Microsatellites are one of the best marker techniques for the analysis of genetic structure in a population (Abdul Muneer, 2014); however, there have been reports of troubles inferring admixture populations when individuals from the founding subpopulations were not included in the analysis and the microsatellite considered too few loci (eleven) (Vaughan et al., 2009). The admixture models implemented in STRUCTURE allow the detection of admixture at any time point (Anderson & Thompson, 2002), which makes this software suitable for the analysis of admixed populations. Many real population histories, however, are not neatly separable into divergence and admixture phases but the methods can be applied to any data set, producing ancestry bar plots (Lawson et al., 2018).

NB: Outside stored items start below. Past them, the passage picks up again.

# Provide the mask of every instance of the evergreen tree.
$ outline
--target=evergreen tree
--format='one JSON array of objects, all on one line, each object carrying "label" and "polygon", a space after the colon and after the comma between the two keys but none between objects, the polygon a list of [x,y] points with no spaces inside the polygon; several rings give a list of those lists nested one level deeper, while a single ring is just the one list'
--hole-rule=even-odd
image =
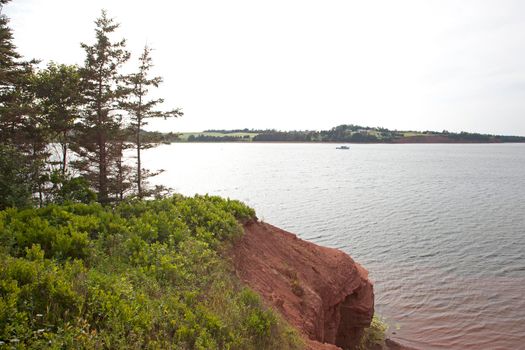
[{"label": "evergreen tree", "polygon": [[28,158],[0,143],[0,210],[32,205],[32,174]]},{"label": "evergreen tree", "polygon": [[162,82],[161,77],[149,77],[150,69],[153,67],[151,60],[151,48],[144,47],[142,55],[139,57],[139,69],[137,73],[127,76],[126,82],[130,91],[129,99],[123,103],[123,108],[129,112],[131,118],[131,128],[134,133],[134,143],[137,149],[136,185],[139,198],[147,195],[145,180],[156,175],[142,168],[141,151],[151,147],[151,144],[143,143],[141,133],[147,120],[150,118],[171,118],[183,115],[179,108],[170,111],[160,111],[157,109],[164,100],[162,98],[148,100],[149,90],[156,88]]},{"label": "evergreen tree", "polygon": [[0,142],[23,146],[32,112],[29,86],[35,62],[20,60],[9,19],[1,12],[7,2],[0,2]]},{"label": "evergreen tree", "polygon": [[[121,125],[122,118],[120,118]],[[110,177],[108,181],[109,192],[114,194],[118,200],[123,200],[124,197],[132,190],[132,168],[124,159],[124,151],[132,147],[129,139],[132,137],[129,128],[121,128],[115,133],[112,139],[111,155],[113,159],[109,169]]]},{"label": "evergreen tree", "polygon": [[60,173],[66,175],[69,144],[82,101],[77,66],[50,63],[35,75],[34,89],[39,113],[50,131],[50,139],[60,145]]},{"label": "evergreen tree", "polygon": [[110,35],[119,27],[107,13],[95,21],[96,42],[82,44],[86,51],[81,69],[85,105],[75,151],[81,159],[76,166],[98,191],[98,200],[110,200],[111,167],[121,159],[122,150],[115,144],[121,131],[119,105],[126,95],[120,69],[129,59],[125,40],[112,42]]},{"label": "evergreen tree", "polygon": [[[0,1],[0,146],[4,152],[2,173],[7,176],[5,182],[2,180],[0,197],[5,199],[9,193],[29,196],[16,201],[27,203],[33,192],[38,192],[42,200],[46,130],[34,105],[32,77],[36,61],[22,61],[16,51],[9,19],[2,13],[8,2]],[[11,165],[16,167],[10,170]]]},{"label": "evergreen tree", "polygon": [[9,0],[0,0],[0,103],[4,103],[19,75],[20,55],[13,43],[13,32],[9,28],[9,19],[2,12],[3,5]]}]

There are more recent genetic tools, including single nucleotide polymorphisms (SNP), which have shown similar patterns to microsatellite markers (Coates et al., 2009), but might be more precise in clustering analysis of populations (Zimmerman et al., 2020) and more accurate in representing the distribution of genetic diversity among individuals (Pérez-González et al., 2023). In addition to the aim of the study, the selected genetic tool will depend mainly on economic solvency, with a greater density of markers (i.e. SNPs) being more expensive than microsatellite markers (Puckett, 2017).
Conclusions
The use of admixture models provided additional insights on the genetic structure of cattle in Costa Rica, compared to previous studies on the same population. The models were able to describe the complex genetic structure of the local population. This approach constitutes a valuable resource in the study of genetically admixed populations, which is the prevalent case in commercial livestock populations in the tropics.
This methodology makes also possible to use prior information, such as phenotypes or production purpose, which in this study contributed to obtaining more stable clustering patterns. This reveals the importance of considering genetic-environmental interrelationships when describing genetic structure of cattle population.
All the a priori breed types showed some degree of genetically admixed composition, revealing that the so-called pure breeds are nothing but a consensus term of breed types showing a greater proportion of microsatellite markers that set them into a defined cluster with similar purposes and phenotypes, without entirely pertaining to that group, due to the nature of the mixed composition of their genome.